Wednesday, 23 April 2025
Our two ways of thinking and the inhibition of the frontal cortex
The human brain is often described as having two main ways of thinking: one of them fast, automatic and unconscious, the other slower, more flexible and requiring conscious control. Each of them has its own benefits and drawbacks. The first—let’s call it “System 1”—is based on the sum of the habits, stereotypes and received ideas that we have acquired since childhood. System 1 doesn’t provide us with any ready-made solutions, but instead sends us down paths to possible or likely ones. In contrast, System 2, with its logical, rational thinking, is slower and more careful. It proceeds by deduction, inference and comparison. System 2 is what lets us see past our conditioning and beyond appearances.

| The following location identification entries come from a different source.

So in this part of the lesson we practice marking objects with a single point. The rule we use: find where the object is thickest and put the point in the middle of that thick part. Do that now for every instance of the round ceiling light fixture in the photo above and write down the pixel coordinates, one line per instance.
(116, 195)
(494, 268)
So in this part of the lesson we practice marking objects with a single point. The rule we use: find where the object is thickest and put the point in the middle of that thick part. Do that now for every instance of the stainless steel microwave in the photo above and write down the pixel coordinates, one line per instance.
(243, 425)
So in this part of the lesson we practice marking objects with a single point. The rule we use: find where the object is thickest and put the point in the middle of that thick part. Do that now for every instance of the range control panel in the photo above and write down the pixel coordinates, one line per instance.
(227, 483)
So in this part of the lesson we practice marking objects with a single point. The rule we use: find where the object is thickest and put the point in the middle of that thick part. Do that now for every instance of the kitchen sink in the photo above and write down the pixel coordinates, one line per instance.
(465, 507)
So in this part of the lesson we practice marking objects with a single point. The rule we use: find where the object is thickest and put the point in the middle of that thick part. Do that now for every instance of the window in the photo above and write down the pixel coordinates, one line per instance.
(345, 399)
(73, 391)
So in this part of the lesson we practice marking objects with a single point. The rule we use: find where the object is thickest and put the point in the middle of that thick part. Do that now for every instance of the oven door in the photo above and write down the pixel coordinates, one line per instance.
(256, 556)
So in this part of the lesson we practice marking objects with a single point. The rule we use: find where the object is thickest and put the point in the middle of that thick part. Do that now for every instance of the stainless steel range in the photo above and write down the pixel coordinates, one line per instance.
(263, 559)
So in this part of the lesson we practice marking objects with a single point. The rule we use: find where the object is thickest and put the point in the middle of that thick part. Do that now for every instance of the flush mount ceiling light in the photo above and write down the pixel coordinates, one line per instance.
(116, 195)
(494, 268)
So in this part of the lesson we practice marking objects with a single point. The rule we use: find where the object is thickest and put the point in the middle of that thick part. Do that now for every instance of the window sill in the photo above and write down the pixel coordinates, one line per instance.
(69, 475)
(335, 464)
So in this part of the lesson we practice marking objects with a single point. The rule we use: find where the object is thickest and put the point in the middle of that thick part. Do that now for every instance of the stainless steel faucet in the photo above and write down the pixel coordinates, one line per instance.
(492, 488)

But it’s really hard to apply this kind of critical thinking unless we first overcome the strong instinct to choose the first quick answer that inevitably comes to mind. Here’s a classic example: you’re on a cafeteria line, you’ve reached the desserts and you have to choose between an apple and a piece of chocolate cake. Obviously, you’re going to be very tempted by that cake, but if you have good self-control, you’ll end up taking the damn apple. You will have thus heroically resisted your instinctive attraction to sugar, which was an evolutionary advantage for your hunter-gatherer ancestors in an environment where calories were scarce, but can harm your health in today’s environment where foods with high concentrations of refined sugar are on offer everywhere.
The more general question that we may now ask ourselves as a society is whether we can collectively inhibit our instinct to consume as much as we can right away, and instead secure a pretty important longer-term benefit: a planet that can sustain life for generations to come.